Flexibilité du taux de change - La Chine et les États-Unis dialoguent mais sont loin d'une entente

Le secrétaire au Trésor américain, Henry Paulson, et la vice-première ministre chinoise, Wu Yi, ont tenté de trouver un terrain d’entente sur l’épineuse question de la flexibilité du taux de change du yuan, mais les discussions ont surtout mis
Photo: Agence Reuters Le secrétaire au Trésor américain, Henry Paulson, et la vice-première ministre chinoise, Wu Yi, ont tenté de trouver un terrain d’entente sur l’épineuse question de la flexibilité du taux de change du yuan, mais les discussions ont surtout mis

Pékin — Chine et États-Unis se sont engagés hier à agir pour améliorer leurs relations commerciales, en inaugurant un nouveau «dialogue stratégique économique» qui a surtout mis en lumière leurs divergences.

Le secrétaire au Trésor Henry Paulson, arrivé à Pékin en soulignant l'importance d'aboutir à «résultats concrets», est reparti en admettant la necessité de patienter: «Il n'est pas réaliste de vouloir des résultats immédiats. Il y a en jeu des questions importantes», a dit le responsable, à l'issue de ce dialogue nouvelle formule.

Il avait un peu plus tôt assuré que les deux pays allaient «s'attaquer aux déséquilibres», les États-Unis «encourageant davantage l'épargne nationale» et la Chine «la consommation et la flexibilité du taux de change» de sa monnaie, lors d'une conférence de presse en compagnie de la vice-première ministre chinoise Wu Yi.

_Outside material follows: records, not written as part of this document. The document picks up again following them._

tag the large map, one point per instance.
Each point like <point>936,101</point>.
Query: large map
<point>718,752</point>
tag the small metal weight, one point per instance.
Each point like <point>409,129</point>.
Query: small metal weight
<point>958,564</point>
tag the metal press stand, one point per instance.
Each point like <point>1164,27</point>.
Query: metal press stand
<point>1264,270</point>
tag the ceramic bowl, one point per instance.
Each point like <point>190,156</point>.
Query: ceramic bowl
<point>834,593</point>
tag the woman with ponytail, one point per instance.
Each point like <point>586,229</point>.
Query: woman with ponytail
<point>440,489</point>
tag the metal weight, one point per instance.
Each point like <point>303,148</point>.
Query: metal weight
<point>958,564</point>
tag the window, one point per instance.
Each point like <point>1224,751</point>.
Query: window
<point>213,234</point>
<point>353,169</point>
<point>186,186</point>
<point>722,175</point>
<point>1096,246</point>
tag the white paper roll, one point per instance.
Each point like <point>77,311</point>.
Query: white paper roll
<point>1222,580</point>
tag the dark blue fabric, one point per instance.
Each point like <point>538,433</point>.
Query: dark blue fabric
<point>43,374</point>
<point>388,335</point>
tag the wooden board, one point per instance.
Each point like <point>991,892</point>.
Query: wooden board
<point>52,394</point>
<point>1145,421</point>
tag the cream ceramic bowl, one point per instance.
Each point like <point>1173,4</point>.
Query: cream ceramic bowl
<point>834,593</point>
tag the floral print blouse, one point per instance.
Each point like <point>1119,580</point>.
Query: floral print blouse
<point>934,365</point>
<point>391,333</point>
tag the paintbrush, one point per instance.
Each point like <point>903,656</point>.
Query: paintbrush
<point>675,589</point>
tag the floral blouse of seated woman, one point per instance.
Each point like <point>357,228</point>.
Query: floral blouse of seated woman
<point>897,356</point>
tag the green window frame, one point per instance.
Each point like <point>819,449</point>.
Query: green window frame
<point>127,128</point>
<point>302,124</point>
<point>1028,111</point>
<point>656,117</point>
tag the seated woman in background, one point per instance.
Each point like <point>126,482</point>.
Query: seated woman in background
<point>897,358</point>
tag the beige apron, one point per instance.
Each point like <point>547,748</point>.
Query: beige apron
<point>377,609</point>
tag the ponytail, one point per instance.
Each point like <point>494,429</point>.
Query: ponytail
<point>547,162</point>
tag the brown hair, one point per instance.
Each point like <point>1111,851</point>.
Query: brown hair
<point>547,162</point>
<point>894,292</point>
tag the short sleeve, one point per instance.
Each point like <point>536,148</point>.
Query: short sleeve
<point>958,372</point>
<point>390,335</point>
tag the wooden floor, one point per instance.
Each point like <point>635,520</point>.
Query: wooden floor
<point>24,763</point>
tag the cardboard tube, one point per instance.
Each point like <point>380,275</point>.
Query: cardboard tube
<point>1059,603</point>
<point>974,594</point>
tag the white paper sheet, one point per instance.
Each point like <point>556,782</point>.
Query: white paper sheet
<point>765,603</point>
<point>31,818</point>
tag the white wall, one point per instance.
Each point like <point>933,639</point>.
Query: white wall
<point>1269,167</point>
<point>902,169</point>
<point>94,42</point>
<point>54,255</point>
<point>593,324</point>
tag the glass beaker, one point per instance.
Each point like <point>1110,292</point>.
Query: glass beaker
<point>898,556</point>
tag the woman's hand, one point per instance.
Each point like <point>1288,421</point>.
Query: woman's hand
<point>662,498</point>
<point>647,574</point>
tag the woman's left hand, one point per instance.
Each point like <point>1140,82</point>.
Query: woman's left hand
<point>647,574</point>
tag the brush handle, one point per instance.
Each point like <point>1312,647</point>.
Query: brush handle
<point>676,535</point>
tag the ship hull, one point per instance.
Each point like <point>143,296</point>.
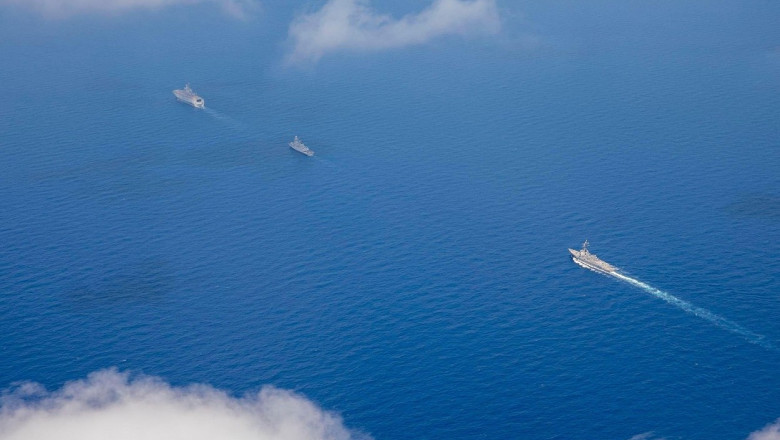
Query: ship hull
<point>306,152</point>
<point>194,101</point>
<point>592,267</point>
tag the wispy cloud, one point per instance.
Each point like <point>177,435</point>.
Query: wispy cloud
<point>769,432</point>
<point>68,8</point>
<point>111,405</point>
<point>342,25</point>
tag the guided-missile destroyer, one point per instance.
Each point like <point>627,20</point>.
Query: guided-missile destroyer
<point>298,146</point>
<point>186,95</point>
<point>590,261</point>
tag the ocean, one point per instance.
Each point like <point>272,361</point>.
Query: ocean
<point>412,276</point>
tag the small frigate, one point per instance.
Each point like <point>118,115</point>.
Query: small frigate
<point>186,95</point>
<point>590,261</point>
<point>298,146</point>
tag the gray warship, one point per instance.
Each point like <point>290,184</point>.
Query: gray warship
<point>590,261</point>
<point>298,146</point>
<point>186,95</point>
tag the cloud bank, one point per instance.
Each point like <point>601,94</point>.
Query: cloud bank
<point>112,405</point>
<point>351,25</point>
<point>69,8</point>
<point>769,432</point>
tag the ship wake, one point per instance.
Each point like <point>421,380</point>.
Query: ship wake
<point>719,321</point>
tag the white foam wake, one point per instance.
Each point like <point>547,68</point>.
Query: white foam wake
<point>753,338</point>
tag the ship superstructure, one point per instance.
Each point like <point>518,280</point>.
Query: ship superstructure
<point>186,95</point>
<point>590,261</point>
<point>298,146</point>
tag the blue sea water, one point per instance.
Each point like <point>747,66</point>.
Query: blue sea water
<point>413,275</point>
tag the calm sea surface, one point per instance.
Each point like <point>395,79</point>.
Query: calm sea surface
<point>413,275</point>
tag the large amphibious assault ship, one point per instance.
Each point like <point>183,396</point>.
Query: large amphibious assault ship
<point>298,146</point>
<point>186,95</point>
<point>590,261</point>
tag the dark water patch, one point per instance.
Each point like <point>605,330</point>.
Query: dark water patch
<point>145,283</point>
<point>765,206</point>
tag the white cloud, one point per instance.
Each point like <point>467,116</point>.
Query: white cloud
<point>353,25</point>
<point>111,405</point>
<point>68,8</point>
<point>769,432</point>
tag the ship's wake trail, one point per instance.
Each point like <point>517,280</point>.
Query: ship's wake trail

Mais s'exprimant à son tour, cette dernière a mis l'accent sur les divergences. «Nous avons eu des zones de consensus, mais aussi un certain nombre de divergences», a-t-elle dit.

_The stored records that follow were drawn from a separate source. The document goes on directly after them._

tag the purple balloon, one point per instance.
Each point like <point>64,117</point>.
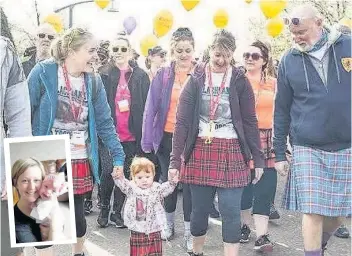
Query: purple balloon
<point>129,24</point>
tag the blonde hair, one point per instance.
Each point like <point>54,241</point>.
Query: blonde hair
<point>21,165</point>
<point>73,39</point>
<point>140,164</point>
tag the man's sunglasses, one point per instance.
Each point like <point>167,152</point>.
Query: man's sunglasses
<point>293,21</point>
<point>42,35</point>
<point>255,56</point>
<point>117,49</point>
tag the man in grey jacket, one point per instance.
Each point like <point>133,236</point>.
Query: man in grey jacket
<point>15,109</point>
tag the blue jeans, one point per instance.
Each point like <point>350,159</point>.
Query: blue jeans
<point>229,207</point>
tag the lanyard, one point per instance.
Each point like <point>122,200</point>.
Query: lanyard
<point>69,91</point>
<point>214,101</point>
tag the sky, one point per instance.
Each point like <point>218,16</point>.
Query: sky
<point>105,24</point>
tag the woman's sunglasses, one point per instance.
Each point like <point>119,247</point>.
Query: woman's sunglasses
<point>254,56</point>
<point>117,49</point>
<point>42,35</point>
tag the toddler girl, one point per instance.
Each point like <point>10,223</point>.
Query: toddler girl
<point>144,213</point>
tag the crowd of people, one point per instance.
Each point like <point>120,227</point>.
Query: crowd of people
<point>217,130</point>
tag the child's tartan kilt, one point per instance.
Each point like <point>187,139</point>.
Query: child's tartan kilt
<point>145,245</point>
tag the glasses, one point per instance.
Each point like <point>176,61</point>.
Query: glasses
<point>42,35</point>
<point>293,21</point>
<point>254,56</point>
<point>117,49</point>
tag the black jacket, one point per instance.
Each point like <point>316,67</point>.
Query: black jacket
<point>139,86</point>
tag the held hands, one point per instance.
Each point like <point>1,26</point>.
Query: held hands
<point>173,175</point>
<point>117,173</point>
<point>258,175</point>
<point>282,167</point>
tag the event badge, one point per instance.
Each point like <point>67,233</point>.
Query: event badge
<point>78,138</point>
<point>123,105</point>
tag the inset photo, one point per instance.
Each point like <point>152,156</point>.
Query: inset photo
<point>40,190</point>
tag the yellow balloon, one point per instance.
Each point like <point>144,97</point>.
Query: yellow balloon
<point>221,18</point>
<point>346,22</point>
<point>163,22</point>
<point>56,21</point>
<point>189,4</point>
<point>272,8</point>
<point>274,26</point>
<point>148,42</point>
<point>102,3</point>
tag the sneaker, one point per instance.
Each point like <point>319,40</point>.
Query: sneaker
<point>263,244</point>
<point>103,218</point>
<point>88,207</point>
<point>245,234</point>
<point>342,232</point>
<point>168,233</point>
<point>188,242</point>
<point>214,213</point>
<point>274,214</point>
<point>117,220</point>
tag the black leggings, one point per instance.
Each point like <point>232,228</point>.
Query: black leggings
<point>262,193</point>
<point>107,183</point>
<point>81,223</point>
<point>170,201</point>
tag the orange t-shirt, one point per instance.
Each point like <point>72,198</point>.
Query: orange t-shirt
<point>179,83</point>
<point>264,94</point>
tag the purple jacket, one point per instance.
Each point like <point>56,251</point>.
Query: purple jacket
<point>243,114</point>
<point>156,108</point>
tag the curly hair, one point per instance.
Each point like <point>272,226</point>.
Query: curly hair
<point>225,40</point>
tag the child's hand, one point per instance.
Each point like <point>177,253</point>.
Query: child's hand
<point>117,172</point>
<point>173,175</point>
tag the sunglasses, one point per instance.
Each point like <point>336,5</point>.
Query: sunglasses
<point>293,21</point>
<point>117,49</point>
<point>42,35</point>
<point>254,56</point>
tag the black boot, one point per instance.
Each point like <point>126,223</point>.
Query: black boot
<point>103,218</point>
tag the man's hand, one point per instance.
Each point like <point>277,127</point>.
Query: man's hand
<point>117,173</point>
<point>173,175</point>
<point>282,167</point>
<point>258,175</point>
<point>4,192</point>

«Il est compréhensible que nous ayons des différences» entre «pays très différents. La clef, c'est l'attitude que l'on adopte face à ces différences», a-t-elle aussi lancé, en soulignant l'importance du «respect mutuel».

Une antienne chère à Pékin, qui presse souvent ses «amis américains» de faire des efforts pour comprendre la Chine. Dès jeudi, Wu Yi avait prévenu: «la connaissance limitée de la réalité chinoise» de «certains amis américains» n'est pas «favorable à un développement sain des relations».

M. Paulson a reconnu avoir trouvé des interlocuteurs d'accord sur la nécessité de réformes, mais pas sur leur rythme: «Nous voyons plus de danger dans la lenteur. Les Chinois voient ça différemment».

À l'impatience de Washington, Pékin oppose ses nombreux progrès en matière d'ouverture, de réformes, d'adaptation aux règles de l'OMC, ou de taux de change du yuan, promettant de continuer à oeuvrer en ce sens, mais pas au prix d'une déstabilisation de son économie.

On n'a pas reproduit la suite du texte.